In an interview, the writer and critic Daniel Mendelsohn marveled at the way Ms. Mantel had animated well-trod chapters of history through her sharp psychological insights and lush, evocative prose.
“She developed a way in ‘Wolf Hall’ of making you feel like you’re almost overhearing the thoughts of Thomas Cromwell, rather than flatly describing events,” he said. “It’s very much a psychological novel. She manages to combine a kind of stylistic lushness with an absolutely razor sharp precision in her prose, which don’t always go together.”
The British novelist Sarah Waters said in an interview that she had long admired Ms. Mantel’s versatility and inventiveness, as well as her ability to write incisive historical fiction, essays and memoir.
“She did so many different kinds of things and did them all equally well,” Ms. Waters said. “It was a shamefully long time before she got the recognition that she deserved. From the start, her books were incredibly original and suffused with this incredible intelligence.”

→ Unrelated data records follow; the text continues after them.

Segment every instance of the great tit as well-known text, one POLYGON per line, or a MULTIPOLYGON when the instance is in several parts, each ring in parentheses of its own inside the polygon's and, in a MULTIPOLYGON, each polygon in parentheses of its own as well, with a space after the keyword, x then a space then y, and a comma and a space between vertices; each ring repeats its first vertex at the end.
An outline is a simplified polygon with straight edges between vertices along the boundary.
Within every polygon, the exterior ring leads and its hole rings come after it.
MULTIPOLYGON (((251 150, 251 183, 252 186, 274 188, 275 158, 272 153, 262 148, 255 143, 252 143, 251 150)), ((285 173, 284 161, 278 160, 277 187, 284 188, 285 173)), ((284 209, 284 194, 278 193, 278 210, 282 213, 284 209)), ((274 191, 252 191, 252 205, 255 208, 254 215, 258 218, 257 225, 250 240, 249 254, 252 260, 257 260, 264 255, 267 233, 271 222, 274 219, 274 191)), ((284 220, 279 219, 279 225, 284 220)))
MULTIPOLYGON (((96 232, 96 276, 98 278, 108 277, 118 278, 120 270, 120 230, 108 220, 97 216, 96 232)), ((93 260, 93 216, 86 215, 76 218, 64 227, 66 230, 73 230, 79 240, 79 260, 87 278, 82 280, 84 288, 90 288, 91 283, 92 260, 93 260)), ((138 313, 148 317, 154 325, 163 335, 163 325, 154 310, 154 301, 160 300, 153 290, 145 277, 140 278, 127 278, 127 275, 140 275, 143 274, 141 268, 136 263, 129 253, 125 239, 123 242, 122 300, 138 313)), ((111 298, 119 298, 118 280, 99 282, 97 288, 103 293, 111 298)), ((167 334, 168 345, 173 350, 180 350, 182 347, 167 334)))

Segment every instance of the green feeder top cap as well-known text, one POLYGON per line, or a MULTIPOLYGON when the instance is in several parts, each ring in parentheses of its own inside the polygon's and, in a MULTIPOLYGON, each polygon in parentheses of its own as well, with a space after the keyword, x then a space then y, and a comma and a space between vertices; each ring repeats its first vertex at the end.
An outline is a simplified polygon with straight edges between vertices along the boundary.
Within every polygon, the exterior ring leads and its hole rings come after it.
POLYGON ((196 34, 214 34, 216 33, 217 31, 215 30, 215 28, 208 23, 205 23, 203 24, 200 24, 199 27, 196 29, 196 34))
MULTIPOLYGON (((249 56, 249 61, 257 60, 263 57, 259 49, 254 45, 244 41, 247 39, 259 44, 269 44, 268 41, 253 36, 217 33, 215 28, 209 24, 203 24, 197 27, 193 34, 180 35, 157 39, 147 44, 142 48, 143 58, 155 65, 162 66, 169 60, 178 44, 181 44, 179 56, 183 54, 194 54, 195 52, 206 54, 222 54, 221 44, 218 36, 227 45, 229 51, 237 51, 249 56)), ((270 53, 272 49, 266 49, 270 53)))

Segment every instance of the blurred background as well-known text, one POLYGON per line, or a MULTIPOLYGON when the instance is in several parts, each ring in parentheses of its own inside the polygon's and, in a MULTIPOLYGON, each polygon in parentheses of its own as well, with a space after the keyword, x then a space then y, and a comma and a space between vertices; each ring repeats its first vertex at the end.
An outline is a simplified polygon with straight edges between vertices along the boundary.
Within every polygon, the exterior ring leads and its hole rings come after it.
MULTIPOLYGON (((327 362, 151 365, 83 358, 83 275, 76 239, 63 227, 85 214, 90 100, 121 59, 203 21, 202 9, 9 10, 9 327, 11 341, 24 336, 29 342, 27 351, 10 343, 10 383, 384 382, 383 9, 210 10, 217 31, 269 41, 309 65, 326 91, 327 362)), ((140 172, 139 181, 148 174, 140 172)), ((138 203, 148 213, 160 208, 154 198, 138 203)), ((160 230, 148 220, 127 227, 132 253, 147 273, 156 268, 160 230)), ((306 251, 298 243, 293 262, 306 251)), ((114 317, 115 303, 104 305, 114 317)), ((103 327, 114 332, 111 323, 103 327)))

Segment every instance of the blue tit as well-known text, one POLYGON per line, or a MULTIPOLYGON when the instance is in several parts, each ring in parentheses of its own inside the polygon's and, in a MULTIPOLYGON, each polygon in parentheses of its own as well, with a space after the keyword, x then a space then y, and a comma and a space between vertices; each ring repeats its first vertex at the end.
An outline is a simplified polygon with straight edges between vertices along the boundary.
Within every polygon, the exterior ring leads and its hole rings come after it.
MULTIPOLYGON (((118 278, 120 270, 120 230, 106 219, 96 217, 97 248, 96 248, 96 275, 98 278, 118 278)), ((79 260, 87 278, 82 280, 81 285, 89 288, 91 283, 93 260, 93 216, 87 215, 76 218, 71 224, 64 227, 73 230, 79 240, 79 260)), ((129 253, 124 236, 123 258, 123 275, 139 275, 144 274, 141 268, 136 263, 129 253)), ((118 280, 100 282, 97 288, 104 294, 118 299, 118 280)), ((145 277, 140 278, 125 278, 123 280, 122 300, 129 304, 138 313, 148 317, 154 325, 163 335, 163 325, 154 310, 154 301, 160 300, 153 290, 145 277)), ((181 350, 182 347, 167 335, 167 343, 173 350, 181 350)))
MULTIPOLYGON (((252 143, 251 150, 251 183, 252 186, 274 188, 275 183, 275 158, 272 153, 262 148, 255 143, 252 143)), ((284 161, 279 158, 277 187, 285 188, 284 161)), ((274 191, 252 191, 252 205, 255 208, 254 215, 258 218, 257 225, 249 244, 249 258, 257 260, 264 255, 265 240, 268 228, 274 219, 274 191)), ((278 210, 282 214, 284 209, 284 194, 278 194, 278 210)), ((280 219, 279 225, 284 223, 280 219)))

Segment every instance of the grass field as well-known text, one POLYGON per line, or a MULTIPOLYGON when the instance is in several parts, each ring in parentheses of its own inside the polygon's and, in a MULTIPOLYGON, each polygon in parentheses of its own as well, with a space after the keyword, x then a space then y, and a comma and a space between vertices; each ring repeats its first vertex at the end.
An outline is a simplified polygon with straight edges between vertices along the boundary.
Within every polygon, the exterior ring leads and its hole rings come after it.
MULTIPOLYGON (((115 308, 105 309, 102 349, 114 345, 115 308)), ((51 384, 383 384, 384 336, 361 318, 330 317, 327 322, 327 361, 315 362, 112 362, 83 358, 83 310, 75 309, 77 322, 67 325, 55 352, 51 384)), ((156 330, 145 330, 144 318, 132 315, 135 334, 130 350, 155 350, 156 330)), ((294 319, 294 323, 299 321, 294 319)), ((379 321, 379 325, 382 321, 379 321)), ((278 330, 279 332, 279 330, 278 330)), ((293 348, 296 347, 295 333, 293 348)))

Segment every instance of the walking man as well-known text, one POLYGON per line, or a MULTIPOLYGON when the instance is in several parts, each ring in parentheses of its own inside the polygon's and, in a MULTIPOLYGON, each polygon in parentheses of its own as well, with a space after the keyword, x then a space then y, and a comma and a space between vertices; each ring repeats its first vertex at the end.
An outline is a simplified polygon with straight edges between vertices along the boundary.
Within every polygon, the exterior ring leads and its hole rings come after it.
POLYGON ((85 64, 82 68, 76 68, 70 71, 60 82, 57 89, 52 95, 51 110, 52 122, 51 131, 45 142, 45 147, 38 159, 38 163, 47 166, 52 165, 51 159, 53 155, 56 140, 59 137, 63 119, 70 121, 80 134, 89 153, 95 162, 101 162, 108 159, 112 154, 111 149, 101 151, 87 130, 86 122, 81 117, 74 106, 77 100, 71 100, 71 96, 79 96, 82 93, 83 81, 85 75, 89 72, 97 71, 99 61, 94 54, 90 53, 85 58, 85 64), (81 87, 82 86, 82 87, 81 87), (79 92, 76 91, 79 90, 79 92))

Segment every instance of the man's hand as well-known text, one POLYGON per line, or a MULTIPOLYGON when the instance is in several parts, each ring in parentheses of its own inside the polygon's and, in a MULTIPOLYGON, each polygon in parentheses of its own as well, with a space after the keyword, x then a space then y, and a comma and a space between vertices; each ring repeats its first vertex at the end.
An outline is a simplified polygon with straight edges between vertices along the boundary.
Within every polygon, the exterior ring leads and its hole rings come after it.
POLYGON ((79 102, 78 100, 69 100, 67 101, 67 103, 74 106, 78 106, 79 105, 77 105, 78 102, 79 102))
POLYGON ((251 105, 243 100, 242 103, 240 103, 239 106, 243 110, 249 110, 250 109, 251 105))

Ms. Mantel is survived by her husband, Mr. McEwen. The couple did not have any children. Her agent, Mr. Hamilton, said she is also survived by a younger brother, Brian Mantel, a management consultant.
After completing the Cromwell trilogy, Ms. Mantel described the process as “absolutely grueling” and said she didn’t feel she had the stamina to undertake another big historical fiction project. Instead, she planned to focus on a new medium — plays.
Mr. Hamilton said that at her death Ms. Mantel was working on at least one play and had various works in different stages of completion, but that there was “no novel or nonfiction book that could ever be published.”
“It’s highly unlikely that anything left incomplete would see the light of day,” he said in an email.
In one of her final interviews, published on Sept. 10 in The Financial Times, Ms. Mantel was asked if she believed in an afterlife. She did, she said, although she couldn’t imagine how it might work. “However,” she added, “the universe is not limited by what I can imagine.”